Apr 25 2022
Algeria, which is embroiled in a political dispute with Spain over the Western Sahara, is committed to supplying gas to the European country that is seeking to become a natural gas hub for the continent.
"Algeria won't abandon its commitment to supply Spain with gas under any circumstances," Abdelmadjid Tebboune told national media, state-run Algeria Press Service reported April 24.
Tensions have flared between Algeria and Spain after Madrid in March altered its position regarding the autonomy of the disputed Western Sahara region in Northern Africa. Western Sahara is subject of a dispute between Algeria and Morocco.
Algeria's state-owned Sonatrach has not ruled out a "recalculation" of the price paid for its gas by Spain's Naturgy, CEO Toufik Hakkar said April 1.
Sonatrach and Naturgy are long-standing partners in the gas sector, but the political row is stoking fears of a disruption of supply at a time of high European gas prices.
Sonatrach had opted to maintain its pricing under long-term contracts with buyers despite the rise in prices due to the Ukraine crisis, Hakkar said at the time. However, he singled out Spain for a potential change in pricing terms.
The two companies co-own the Medgaz gas pipeline carrying Algerian gas to Spain, and their commercial relationship dates back to the 1970s.
In October 2020, after gas prices fell to historic lows in Europe, the two parties agreed to revise pricing terms for Algerian gas deliveries.
Spanish PVB front month was assessed on April 22 at a Eur9.25/MWh loss on the day, with the contract priced at Eur80.25/MWh, according to S&P Global Commodity Insights data. Spain has seen more LNG delivery as recent gas demand has increased on colder than average weather, which is expected to continue until May 1.
Spain is seeking to become a a major gas hub in the 27-member European Union, where consumption reached a 10-year high in 2021, with demand rising by 4% to 412 Bcm due largely to a longer-than-usual winter.
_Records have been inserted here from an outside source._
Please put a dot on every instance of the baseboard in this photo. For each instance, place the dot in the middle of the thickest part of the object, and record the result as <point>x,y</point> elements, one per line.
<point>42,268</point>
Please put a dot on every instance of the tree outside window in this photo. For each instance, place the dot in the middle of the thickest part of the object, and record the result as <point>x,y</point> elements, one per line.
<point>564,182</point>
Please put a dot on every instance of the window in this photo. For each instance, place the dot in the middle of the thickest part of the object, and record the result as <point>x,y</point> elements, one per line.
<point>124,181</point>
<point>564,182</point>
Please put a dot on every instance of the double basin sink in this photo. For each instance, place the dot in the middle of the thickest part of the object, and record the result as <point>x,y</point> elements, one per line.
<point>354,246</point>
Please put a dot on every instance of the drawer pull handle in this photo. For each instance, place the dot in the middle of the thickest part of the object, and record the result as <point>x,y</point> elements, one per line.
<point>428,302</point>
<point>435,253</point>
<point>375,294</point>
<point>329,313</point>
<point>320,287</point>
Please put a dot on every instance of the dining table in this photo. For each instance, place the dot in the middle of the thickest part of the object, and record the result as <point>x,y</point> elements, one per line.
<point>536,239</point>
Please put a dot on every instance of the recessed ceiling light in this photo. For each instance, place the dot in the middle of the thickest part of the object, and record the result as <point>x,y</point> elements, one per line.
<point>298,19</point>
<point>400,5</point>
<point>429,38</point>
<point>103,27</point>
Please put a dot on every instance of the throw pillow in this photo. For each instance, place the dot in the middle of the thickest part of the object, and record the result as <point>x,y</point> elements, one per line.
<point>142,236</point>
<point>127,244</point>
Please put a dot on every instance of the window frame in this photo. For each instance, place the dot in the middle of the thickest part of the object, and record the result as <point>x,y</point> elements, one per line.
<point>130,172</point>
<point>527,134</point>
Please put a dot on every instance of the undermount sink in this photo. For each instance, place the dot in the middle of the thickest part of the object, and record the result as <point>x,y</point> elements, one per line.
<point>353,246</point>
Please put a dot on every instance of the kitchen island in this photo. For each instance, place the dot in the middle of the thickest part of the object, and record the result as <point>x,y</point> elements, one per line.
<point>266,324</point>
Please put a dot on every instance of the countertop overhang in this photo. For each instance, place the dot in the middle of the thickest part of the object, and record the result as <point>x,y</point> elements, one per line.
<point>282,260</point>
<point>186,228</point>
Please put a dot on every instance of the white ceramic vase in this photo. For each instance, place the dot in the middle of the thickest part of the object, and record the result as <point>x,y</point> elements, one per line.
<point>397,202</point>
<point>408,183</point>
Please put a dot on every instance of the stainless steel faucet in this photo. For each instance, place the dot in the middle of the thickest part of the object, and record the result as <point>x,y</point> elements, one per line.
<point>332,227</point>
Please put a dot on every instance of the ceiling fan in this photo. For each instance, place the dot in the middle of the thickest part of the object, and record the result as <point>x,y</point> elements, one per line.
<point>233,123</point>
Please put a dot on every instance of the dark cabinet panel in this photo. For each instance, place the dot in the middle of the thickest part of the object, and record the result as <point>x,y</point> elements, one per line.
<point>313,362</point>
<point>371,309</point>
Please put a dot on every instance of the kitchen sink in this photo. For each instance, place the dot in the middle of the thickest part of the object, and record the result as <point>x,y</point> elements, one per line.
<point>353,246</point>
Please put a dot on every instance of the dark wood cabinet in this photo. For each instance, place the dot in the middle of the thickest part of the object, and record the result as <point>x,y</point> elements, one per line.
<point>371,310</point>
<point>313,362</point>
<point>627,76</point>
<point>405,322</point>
Russian pipeline gas was the biggest source of EU imports at 41% in 2021, according to European Commission data, followed by pipeline gas from Norway (23.5%), LNG (20.5%), Algerian pipeline gas (10.5%) and pipeline gas via TAP (2%) and from Libya (1%).
Against the background of higher demand and lower domestic production, EU imports rose by 3% to 337.5 Bcm in 2021.
Germany imported 83 Bcm of gas, followed by Italy (71 Bcm), France (40 Bcm), Spain (34 Bcm), and Poland and Belgium (both 18 Bcm).
Algeria has already diverted pipeline volume from Spain, which in turn has turned to US LNG to replace the reduced Algerian volume, taking advantage of Henry Hub-indexed long term contracts that Spanish importers have with Gulf of Mexico suppliers.
US LNG shipments to Spain hit a monthly record high of 16.3 TWh in March, equivalent to 43% of the country's natural gas intake in the month, establishing the US as the country's principal gas supplier ahead of Algeria, according to data published April 8 by gas grid operator Enagas.
US supplies have largely displaced those from Algeria after one of the two pipelines that connect the countries, the 11 Bcm/year Magreb pipeline that transits Morocco, closed in November 2021.
Algerian flows to Spain fell 33% year on year in Q1 to 28.1 TWh, also down 29% on the Q1 average over the last five years.
Meanwhile, Italy's Eni and Sonatrach have agreed to a new gas supply deal that will rise to 9 Bcm/year by 2023-24, Eni said April 11.The deal was part of a wider Italian mission to Algeria which resulted in the signing of a letter of intent to increase cooperation in the energy field.
From a European perspective, the deal should help Italy reduce its dependence on Russian gas. The volume could lift imports through the Transmed pipeline from Algeria to Italy to near its full 30 Bcm/year capacity.